Even the winners at the bottom of the ranking spent much more than the legal limit of an American to make a donation directly to a political candidate, $ 3,500.
The best expenditure revealed Tuesday as Justin Sun, a cryptographic entrepreneur of Chinese origin who told Forbes in March that he had become a citizen of the small island nation of Saint-Kitts and Nevis. Sun was continued by the Securities and Exchange Commission, but this case was interrupted under the Trump administration.
The identity of most of the other winners in the competition is largely private, known only by their pseudonymous nicknames and their cryptocurrency portfolio addresses. However, the majority of participants seem to be foreign nationals, according to Molly White, an independent cryptography researcher who wrote on the competition.

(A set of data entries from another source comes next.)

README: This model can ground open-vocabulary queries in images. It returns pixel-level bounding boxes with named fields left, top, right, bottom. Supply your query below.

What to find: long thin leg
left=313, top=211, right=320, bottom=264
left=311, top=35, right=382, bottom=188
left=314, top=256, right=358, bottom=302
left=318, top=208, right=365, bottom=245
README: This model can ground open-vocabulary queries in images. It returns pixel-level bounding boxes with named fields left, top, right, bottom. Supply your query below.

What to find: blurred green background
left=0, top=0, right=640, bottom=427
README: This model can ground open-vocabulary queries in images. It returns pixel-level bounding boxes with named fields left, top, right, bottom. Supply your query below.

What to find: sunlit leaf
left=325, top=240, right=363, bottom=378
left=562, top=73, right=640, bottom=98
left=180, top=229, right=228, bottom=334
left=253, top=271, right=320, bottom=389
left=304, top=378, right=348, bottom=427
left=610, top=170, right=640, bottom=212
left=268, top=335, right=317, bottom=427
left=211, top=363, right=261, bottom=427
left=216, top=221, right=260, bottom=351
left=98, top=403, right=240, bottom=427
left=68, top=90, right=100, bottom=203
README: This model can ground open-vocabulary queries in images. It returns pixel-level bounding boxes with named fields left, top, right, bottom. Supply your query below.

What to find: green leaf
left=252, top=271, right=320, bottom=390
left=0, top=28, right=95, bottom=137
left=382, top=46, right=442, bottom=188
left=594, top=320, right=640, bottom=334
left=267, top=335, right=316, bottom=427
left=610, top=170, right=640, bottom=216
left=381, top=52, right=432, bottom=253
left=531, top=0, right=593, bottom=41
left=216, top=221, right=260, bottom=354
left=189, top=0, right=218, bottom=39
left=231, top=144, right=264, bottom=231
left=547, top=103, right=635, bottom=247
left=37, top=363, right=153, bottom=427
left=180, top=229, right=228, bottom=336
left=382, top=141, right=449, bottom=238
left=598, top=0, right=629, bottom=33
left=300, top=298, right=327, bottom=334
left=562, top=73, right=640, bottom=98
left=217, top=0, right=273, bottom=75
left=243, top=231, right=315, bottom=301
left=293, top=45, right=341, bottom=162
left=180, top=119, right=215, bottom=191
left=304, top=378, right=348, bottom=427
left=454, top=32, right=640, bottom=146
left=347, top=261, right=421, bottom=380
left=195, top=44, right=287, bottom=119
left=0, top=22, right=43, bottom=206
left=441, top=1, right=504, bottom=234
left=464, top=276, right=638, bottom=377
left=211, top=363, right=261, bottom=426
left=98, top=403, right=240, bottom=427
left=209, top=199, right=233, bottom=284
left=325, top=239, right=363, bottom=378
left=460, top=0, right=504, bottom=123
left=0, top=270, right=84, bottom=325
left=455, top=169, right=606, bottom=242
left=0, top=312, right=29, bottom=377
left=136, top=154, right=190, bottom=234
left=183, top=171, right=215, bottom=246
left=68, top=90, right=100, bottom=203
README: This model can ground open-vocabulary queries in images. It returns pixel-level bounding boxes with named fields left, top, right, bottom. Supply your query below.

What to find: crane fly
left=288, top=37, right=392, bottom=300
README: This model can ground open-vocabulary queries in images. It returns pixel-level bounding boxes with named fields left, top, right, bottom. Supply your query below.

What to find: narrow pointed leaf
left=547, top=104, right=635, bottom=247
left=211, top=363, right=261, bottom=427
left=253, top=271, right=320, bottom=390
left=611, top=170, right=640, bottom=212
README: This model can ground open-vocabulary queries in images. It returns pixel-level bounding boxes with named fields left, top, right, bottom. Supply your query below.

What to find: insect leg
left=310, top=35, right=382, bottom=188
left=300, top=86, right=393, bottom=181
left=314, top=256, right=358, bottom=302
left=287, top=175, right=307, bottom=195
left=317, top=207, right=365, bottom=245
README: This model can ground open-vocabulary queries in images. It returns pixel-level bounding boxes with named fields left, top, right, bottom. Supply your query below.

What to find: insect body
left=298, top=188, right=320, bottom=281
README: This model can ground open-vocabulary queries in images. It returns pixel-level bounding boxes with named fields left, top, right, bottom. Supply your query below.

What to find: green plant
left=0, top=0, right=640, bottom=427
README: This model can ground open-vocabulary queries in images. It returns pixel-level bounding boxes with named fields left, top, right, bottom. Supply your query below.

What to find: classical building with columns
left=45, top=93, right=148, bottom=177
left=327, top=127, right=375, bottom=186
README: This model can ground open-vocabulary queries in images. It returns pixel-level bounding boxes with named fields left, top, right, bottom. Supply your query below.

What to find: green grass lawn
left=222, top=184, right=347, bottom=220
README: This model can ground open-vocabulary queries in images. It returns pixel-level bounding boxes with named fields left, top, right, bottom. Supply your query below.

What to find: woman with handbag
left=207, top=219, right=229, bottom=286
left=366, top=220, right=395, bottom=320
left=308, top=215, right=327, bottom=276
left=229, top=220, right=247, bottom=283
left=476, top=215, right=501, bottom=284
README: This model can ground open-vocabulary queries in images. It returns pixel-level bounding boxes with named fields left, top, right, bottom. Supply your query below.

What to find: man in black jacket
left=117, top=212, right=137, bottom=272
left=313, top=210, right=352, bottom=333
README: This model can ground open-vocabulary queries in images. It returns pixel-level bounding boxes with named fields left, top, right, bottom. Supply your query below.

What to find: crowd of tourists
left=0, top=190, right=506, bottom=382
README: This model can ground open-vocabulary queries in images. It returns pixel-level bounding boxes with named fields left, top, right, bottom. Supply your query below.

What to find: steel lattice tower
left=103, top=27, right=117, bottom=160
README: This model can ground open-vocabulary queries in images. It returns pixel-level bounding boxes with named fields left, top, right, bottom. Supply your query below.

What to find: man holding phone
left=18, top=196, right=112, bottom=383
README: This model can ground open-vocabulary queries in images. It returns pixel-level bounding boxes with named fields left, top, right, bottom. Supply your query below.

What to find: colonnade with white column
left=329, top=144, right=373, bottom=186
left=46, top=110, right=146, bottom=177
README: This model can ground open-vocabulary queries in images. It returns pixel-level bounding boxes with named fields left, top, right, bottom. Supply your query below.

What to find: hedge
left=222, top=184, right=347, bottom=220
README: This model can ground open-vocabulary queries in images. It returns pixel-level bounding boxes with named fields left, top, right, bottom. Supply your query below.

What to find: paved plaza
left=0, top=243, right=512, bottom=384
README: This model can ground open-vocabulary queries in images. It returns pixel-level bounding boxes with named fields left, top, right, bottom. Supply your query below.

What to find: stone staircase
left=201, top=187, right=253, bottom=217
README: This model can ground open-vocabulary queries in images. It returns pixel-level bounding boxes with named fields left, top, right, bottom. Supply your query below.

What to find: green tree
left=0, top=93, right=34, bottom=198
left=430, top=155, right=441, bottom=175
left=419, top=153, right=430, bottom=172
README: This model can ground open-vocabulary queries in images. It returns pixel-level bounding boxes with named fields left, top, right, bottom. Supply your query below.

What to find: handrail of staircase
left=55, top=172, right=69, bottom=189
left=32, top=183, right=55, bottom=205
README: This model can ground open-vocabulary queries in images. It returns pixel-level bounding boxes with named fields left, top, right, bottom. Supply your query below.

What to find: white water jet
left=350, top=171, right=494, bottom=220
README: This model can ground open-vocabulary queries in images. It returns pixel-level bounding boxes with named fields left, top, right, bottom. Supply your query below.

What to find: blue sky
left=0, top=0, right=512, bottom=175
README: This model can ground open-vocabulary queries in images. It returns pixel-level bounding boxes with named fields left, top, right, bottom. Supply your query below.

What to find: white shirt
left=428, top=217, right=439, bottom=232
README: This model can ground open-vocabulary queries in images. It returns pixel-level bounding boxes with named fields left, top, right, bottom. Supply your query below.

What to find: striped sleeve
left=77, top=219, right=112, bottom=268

White examined the transactions of each winning portfolio when they crossed various Crypto exchanges, and noted when the holder seemed to use an exchange which did not legally allow citizens. Of the 220 portfolios linked to the winners of the competition, including 158, or 72%, seem foreign, said White at NBC News.
An investigation by the New York Times reported that the ranking included people representing cryptography companies in Singapore and Australia.
The prevalence of non -American citizens among the winners of the competition is notable, because it is generally illegal for people who are not American citizens to donate to American political candidates, Weiner said.
“It is an incredible contrast. We have very strict laws that prohibit foreign nationals from making campaign donations. So the great irony here is that many people who buy this currency would not be eligible to donate $ 100 to the president’s campaign, “he said.
“We have a variety of laws designed to prevent an excessive foreign influence on our policy, something that the two parties are suitable is a legitimate thing to try to avoid. And yet you have this,” he said.